Runde Zahlen waren auf dem Bothfelder Herbstmarkt am vergangenen Wochenende so etwas wie eine Spezialität: Zum 15. Mal richtete die Gemeinschaft Bothfelder Kaufleute (GBK) das Familienspektakel aus; rund 150 Stände reihten sich am Sonnabend entlang der Kurze-Kamp-Straße auf und machten aus einer Flaniermeile auch eine Art Messe. Und fünf Bühnen sorgten für Begleitmusik. Tausende Bothfelder machten sich auf den Weg. GBK-Vorsitzender Hans-Jürgen Wittkopf war mit der Resonanz zufrieden. „Der Mix ist ideal; ich habe vorwiegend gute Rückmeldungen bekommen“, sagte er.
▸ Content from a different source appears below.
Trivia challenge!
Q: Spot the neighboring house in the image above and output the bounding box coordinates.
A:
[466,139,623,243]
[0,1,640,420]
Am verkaufsoffenen Sonntag, den es erstmals an einem Herbstmarktwochenende in Bothfeld gab, machten indes nur knapp zehn Gewerbetreibende mit. Wittkopf wertete aber auch diesen Tag als Erfolg, denn zusätzlich lockten 60 Kunsthandwerker und ein Jazzfestival viele Besucher an. Die GBK hatte ihr Ziel erreicht: „Wir wollen auf das Einkaufszentrum Kurze-Kamp-Straße aufmerksam machen“, sagte Wittkopf.

Am Sonnabend machte auf dem Schützenplatz vor allem die Freie Waldorfschule Bothfeld auf sich aufmerksam. Erstmals war die Zirkusgruppe „Ballance“ mit ihrem riesigen Zelt dabei. Mehrmals traten dutzende Schüler unter Anleitung von Manfred Schütz auf und holten sich viel Beifall. Zirkusdirektor Schütz ist Sportlehrer der Schule und betreut das Projekt seit 1995. „Jedes Jahr stellen wir neue Programme zusammen“, sagte er. 70 junge Künstler im Alter von neun bis 17 Jahren machen derzeit mit. Sie turnen als Affen verkleidet auf dem Trapez, bauen menschliche Pyramiden oder jonglieren mit Bällen.

Pferdewagen zuckelten gemächlich die Burgwedeler Straße entlang, an ihren Ständen mobilisierten mehrere Parteien vor dem sonntäglichen Wahlgang noch einmal das Publikum. Am Niggemannweg schickte die Bandakademie Hannover Nachwuchsmusiker auf die eigens für sie errichtete Bühne. Ein paar Schritte weiter zelebrierten die drei Musiker der schon lange etablierten Coverband „Bridge in Orange“ ihr Bühnenprogramm; Sänger Spencer Sercombe intonierte Elvis Presleys „Jailhouse Rock“.

Es ging bei vielen Akteuren aber auch um harte Fakten. Schulen, Sportvereine und Stadtteileinrichtungen warben um Ehrenamtliche oder um Aufmerksamkeit. Als Gast des Sportklubs TuS Bothfeld war der Förderverein des hessischen Feriendorfs Eisenberg dabei. Die Einrichtung gehört der Stadt. „Und wir suchen immer Freiwillige, die helfen“, sagte Petra de Buhr vom Vereinsvorstand. Die Willkommensinitiative für das Bothfelder Flüchtlingsheim am Eichenweg warb um Mitstreiter. Gut ein Dutzend feste Helfer und ein Netzwerk aus 70 Interessierten habe die Initiative bereits, sagte Wilhelm Plötz. Er ist seit dem Frühjahr dabei. Beim Herbstmarkt hätten sich viele Bürger positiv geäußert. „Es gab nur ein oder zwei kritische Stimmen.“ Am morgigen Freitag stellt die Initiative ihre Arbeit um 17 Uhr zudem im Gemeindehaus von St. Nathanael an der Einsteinstraße 45 vor.